Yes, AND you would have to disable resolve_aws_unique_ids. One note though -- bound_iam_principal_arn, as of 0.9.6, supports a list of ARNs, not just a single ARN. Don't know if that'll help or not.

> do you literally mean just setting the sts:AssumeRole perm in the IAM policy or do you mean that the EC2 instances would have to assume this role before constructing the sts:GetCallerIdentity query and submitting it to Vault?
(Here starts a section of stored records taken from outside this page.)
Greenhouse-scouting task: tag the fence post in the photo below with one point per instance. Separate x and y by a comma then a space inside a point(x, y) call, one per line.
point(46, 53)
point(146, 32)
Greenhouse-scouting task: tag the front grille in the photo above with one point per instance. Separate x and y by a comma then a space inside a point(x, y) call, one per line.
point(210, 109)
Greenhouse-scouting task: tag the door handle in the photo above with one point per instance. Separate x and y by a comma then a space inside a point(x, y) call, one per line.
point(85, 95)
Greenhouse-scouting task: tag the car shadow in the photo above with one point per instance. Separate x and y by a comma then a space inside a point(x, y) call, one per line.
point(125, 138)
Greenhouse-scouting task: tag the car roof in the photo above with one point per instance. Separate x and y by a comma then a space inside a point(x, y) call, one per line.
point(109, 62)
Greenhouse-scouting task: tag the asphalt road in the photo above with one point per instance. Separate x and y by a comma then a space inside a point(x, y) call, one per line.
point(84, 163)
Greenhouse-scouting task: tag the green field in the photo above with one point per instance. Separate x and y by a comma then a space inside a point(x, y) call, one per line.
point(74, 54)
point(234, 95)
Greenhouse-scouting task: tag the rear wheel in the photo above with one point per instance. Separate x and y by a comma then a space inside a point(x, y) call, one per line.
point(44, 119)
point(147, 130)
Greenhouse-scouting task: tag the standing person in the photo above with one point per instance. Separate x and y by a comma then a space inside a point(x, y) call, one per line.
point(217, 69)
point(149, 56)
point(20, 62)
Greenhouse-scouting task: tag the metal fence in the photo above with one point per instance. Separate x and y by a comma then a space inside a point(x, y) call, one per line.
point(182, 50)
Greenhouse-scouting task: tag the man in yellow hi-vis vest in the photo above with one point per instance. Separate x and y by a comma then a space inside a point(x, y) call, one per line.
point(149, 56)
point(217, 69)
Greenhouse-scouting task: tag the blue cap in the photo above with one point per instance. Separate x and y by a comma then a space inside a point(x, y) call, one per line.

The latter. The EC2 instances would need to call sts:AssumeRole and use the returned credentials to sign the sts:GetCallerIdentity request and submit that to Vault. That way, all instances would authenticate as the same principal and you'd only have one bound to the role in Vault.

--Joel

To view this discussion on the web visit https://groups.google.com/d/msgid/vault-tool/e64d54a1-357a-447f-b616-75bf9b319467%40googlegroups.com.

[primate]

Hi Joel,

Haha - was just wondering why I couldn't feed a list into bound_iam_principal_arn then I re-read your comment "bound_iam_principal_arn, as of 0.9.6, supports a list of ARNs"

That's all working now, I have a couple of accounts logging in and retrieving secrets. Thanks for your help.